COLLECTERS AND SELLERS

In Britain, the largest exporter of waste tyres, garages charge motorists around 2 pounds ($2.50) to take away their tyres, and then, in turn, pay collectors around 1 pound to take them off their hands.


Once collected, the tyres are bound into bales, which allows about 3,000 to be squeezed into a 40-foot shipping container, ready for export. The baled tyres are sold to exporters at around 260 pounds per container.


Exporters then arrange sales to Indian importers. While their margins are slim - around 60 pounds per container - these firms ship hundreds of containers every month.


Importers in places like India and Malaysia told Reuters they pay between $1,500-$2,500 per container of tyres, around 75 percent of which is the shipping cost.

 

BUYERS AND BURNERS

Once in India, the tyres are dispersed between recyclers who shred them for use in road-building or sports fields, firms that burn them as cheap fuel to make cement or bricks, and pyrolysis operations that turn the waste rubber into low-quality oil, carbon black and scrap metal.
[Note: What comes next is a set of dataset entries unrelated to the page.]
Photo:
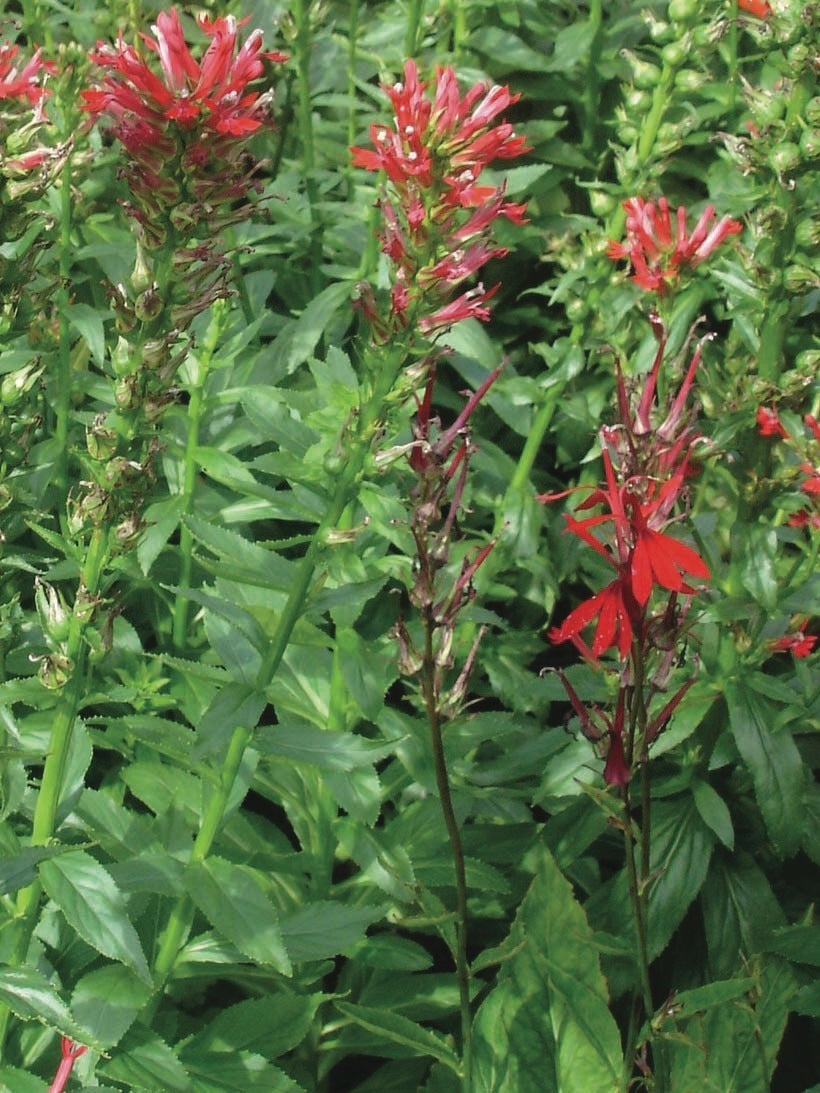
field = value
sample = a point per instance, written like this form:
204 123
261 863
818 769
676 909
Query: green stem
63 365
303 43
416 13
592 98
352 49
445 799
194 419
62 727
369 423
182 914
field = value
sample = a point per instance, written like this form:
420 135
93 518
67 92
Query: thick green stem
445 799
303 43
369 422
592 98
63 364
62 727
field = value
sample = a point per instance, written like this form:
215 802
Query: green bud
684 10
55 618
16 384
148 305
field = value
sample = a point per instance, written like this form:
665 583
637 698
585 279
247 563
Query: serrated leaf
88 321
107 1001
773 762
714 812
326 928
234 903
270 1025
398 1030
247 561
21 870
547 1023
145 1064
93 905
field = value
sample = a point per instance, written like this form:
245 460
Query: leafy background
321 930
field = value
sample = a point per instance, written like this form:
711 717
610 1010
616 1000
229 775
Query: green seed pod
684 11
784 157
675 53
54 615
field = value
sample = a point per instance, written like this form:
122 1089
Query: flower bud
54 615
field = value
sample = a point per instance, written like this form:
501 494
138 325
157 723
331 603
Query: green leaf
271 1025
232 900
236 1073
88 321
93 905
326 928
731 1047
30 996
398 1030
329 751
714 812
108 1000
145 1064
773 762
547 1024
21 870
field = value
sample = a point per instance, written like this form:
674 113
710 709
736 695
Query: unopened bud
54 615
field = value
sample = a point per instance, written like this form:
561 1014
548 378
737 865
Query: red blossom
758 8
438 218
769 423
210 96
70 1054
659 250
16 82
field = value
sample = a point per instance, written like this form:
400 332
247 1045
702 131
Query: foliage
329 760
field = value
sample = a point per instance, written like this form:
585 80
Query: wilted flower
657 250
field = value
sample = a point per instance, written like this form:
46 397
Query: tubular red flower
209 97
16 82
658 251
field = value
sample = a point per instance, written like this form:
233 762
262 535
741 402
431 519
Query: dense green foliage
238 872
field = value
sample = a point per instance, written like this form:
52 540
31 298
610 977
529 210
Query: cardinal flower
658 250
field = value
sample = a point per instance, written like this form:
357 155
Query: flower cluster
437 215
658 250
440 459
185 128
804 466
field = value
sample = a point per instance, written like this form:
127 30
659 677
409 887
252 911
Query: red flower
210 96
658 253
23 82
798 644
758 8
769 423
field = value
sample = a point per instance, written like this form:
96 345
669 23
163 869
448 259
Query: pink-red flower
22 82
207 97
437 213
798 643
658 249
769 423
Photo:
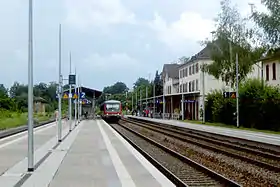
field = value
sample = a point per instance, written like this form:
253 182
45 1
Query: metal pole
154 93
70 101
237 92
183 107
59 90
203 92
81 104
140 102
30 92
75 100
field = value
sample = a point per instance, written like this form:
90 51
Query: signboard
75 96
229 95
65 96
72 79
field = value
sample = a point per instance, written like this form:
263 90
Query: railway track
264 163
263 159
181 170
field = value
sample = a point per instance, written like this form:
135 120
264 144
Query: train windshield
112 107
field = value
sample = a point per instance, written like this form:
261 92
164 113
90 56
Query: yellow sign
65 96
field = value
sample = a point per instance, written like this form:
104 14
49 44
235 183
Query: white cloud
190 27
87 13
115 61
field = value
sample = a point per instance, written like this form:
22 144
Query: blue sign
82 95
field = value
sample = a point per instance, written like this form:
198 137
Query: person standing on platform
56 115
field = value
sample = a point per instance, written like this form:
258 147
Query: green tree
3 91
269 22
158 84
141 82
117 88
232 37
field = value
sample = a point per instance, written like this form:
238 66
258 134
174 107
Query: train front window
112 107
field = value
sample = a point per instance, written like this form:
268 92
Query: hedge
259 106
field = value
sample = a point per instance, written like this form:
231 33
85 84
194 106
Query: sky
109 40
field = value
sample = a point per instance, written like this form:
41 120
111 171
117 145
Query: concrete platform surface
245 134
13 151
93 154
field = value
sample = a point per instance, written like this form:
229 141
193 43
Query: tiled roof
172 70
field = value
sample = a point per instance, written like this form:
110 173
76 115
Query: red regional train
111 110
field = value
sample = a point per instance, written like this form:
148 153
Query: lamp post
30 92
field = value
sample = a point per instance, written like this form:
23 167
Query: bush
259 106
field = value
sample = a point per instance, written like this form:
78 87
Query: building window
274 71
267 72
192 85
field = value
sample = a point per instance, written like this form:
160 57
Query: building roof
88 91
172 70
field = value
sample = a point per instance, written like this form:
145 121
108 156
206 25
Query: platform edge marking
124 176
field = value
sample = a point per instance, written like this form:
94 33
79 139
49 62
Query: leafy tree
158 84
117 88
232 37
269 22
18 89
184 59
141 82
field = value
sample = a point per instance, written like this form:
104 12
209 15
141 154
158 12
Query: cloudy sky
110 40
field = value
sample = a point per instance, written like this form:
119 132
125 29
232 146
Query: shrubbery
259 106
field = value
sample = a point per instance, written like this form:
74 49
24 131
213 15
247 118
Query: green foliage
269 22
232 37
259 106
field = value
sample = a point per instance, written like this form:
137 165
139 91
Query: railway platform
92 154
244 134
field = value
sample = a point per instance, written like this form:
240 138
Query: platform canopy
88 92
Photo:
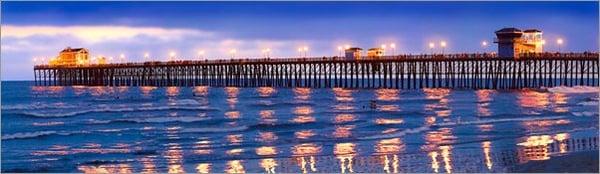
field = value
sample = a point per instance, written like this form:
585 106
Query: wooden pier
473 71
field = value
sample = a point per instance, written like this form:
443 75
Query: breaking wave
574 89
454 123
105 110
25 135
213 130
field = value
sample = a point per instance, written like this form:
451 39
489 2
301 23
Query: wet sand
579 162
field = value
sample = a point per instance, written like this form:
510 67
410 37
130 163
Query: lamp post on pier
200 54
232 52
484 45
559 41
431 46
443 45
146 56
303 50
122 58
266 52
172 55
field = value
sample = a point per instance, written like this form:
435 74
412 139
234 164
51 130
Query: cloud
97 34
20 44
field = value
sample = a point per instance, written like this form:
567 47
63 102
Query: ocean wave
574 89
37 106
397 133
104 110
487 121
213 130
25 135
588 103
454 123
585 114
165 119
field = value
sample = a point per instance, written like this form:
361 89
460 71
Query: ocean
267 130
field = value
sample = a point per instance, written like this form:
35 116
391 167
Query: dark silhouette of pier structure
473 71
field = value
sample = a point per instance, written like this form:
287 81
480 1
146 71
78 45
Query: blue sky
41 29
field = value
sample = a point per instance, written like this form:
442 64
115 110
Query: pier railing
400 71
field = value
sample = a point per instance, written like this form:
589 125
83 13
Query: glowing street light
201 54
232 52
443 45
266 52
559 41
303 49
146 56
484 45
122 58
431 46
172 55
393 47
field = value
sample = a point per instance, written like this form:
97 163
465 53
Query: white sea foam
106 109
213 130
36 106
456 123
23 135
397 134
574 89
588 103
167 119
186 102
585 114
487 121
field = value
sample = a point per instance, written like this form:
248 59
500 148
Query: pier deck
474 71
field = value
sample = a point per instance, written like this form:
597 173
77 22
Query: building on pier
512 42
353 53
375 53
71 56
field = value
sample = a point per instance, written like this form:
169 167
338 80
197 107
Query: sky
41 29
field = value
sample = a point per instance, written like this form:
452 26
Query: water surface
208 129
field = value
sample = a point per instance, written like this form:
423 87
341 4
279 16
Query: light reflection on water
345 152
299 136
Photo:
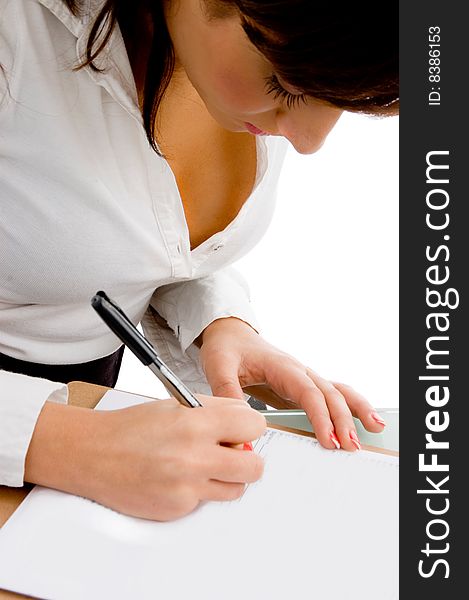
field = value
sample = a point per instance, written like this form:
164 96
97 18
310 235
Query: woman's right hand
156 460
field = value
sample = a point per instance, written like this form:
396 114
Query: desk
88 396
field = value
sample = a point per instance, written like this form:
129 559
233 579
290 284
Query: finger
221 490
361 408
339 411
221 370
236 466
235 424
212 401
292 381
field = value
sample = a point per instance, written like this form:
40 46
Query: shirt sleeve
21 402
190 306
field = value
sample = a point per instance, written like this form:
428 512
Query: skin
229 73
160 460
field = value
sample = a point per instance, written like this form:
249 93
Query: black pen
122 326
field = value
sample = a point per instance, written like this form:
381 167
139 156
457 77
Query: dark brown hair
341 53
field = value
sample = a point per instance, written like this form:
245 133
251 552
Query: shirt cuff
190 306
21 402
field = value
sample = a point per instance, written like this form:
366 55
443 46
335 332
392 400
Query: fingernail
355 440
378 419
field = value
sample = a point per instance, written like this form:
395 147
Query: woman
140 145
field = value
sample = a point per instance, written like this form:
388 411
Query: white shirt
87 205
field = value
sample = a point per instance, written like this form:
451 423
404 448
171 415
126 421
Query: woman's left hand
235 356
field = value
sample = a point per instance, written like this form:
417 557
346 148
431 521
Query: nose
307 126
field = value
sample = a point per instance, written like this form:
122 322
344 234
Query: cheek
236 92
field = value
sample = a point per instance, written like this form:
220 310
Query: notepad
320 524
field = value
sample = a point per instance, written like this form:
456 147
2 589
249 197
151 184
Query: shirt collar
76 24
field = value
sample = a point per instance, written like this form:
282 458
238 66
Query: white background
324 279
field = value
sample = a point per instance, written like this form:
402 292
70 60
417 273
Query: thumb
221 371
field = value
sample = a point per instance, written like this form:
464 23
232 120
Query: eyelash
273 86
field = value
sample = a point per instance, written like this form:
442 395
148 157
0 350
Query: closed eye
273 86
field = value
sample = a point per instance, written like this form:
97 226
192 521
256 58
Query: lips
255 130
For each container of tyres, backyard pyrolysis operations can make around $2,500 worth of oil, $300 of steel scrap and $200 of carbon black, according to plant operators. That means a profit of between $500 to $1,500 per container.


Given that rudimentary Chinese-made pyrolysis machines can be bought for as little as $30,000, backyard businesses can quickly make back their money.


The problem is that the cheap machines are also highly polluting. More sophisticated equipment that limit emissions and waste can cost ten times more in India, according to local authorities.